High blood pressure isn’t called the “silent killer” for nothing. Most people with high blood pressure (also called Hypertension) don’t know they have it. But if left untreated, it can cause hardening of the arteries, stroke, kidney damage, and even cognitive decline and dementia.
However, the condition is, in most cases, asymptomatic. This is why regular screening is so important.
In simpler terms, blood pressure is the force of blood against the walls of blood vessels and arteries. It is expressed in two numbers: the top number (systolic blood pressure) represents the pressure, or force, in the arteries when the heart beats, and the bottom number (diastolic blood pressure) is the pressure measured between heartbeats.
Therefore, high blood pressure is dangerous because it means the heart is working harder to pump blood throughout the body.
The relationship between chronic stress and hypertension
For most people, high blood pressure is multifactorial, meaning that several factors work together to push your levels into unsafe territory. But chronic stress is increasingly associated with excessively high blood pressure.
From an evolutionary standpoint, stress hormones such as cortisol and adrenaline are released into the blood to help us escape from danger (fight or flight). Doing so increases your heart rate, raises your blood pressure, constricts blood vessels, and enlarges your pupils to help you think and move quickly.
In the past, a stressful event was usually over very quickly.

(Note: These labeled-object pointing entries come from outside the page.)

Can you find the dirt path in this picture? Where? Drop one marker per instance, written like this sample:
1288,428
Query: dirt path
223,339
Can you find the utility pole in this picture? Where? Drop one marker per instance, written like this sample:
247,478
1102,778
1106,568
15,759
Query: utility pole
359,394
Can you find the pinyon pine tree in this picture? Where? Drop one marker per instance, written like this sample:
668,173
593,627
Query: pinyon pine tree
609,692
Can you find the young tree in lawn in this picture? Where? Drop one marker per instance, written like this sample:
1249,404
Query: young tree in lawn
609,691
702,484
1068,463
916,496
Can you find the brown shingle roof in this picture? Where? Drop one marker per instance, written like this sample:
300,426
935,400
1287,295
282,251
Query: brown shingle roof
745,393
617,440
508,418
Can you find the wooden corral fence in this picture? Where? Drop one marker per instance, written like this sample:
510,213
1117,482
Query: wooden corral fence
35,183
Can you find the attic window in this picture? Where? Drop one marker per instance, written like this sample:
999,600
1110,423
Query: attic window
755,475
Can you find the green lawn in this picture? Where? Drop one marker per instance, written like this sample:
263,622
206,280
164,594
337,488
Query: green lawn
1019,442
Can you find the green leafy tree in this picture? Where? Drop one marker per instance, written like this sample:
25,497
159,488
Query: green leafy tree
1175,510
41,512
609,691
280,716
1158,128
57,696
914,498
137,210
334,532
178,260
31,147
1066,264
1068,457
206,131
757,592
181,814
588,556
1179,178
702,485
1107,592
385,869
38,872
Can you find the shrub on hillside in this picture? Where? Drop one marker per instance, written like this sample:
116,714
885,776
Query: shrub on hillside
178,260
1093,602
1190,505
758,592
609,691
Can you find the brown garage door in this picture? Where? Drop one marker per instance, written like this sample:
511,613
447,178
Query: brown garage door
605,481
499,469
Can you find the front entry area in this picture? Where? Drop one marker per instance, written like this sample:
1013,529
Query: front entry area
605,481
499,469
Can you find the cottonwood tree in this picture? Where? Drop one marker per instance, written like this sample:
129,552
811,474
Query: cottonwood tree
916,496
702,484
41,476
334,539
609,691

But today, the relentless demands of work, busy schedules, relationships, and even social media have led to an epidemic of chronic stress, triggering the release of those same stress hormones.
However, unlike the past of our ancestors, there is often no rest, it is static. Therefore, blood pressure can remain high. One study, for example, found that spending more than 41 hours a week at work increased the risk of developing high blood pressure by 17%.
How to Reverse
Physical activity is one of the most effective ways to lower stress hormone levels and reduce their impact on blood pressure.
Therefore, practices like deep breathing, meditation, yoga, or even reading a book can also control stress hormones.
You should also stop certain activities, such as checking work emails, at all times. Finally, you need to know yourself and your triggers to understand how you can move away from situations that increase stress and anxiety.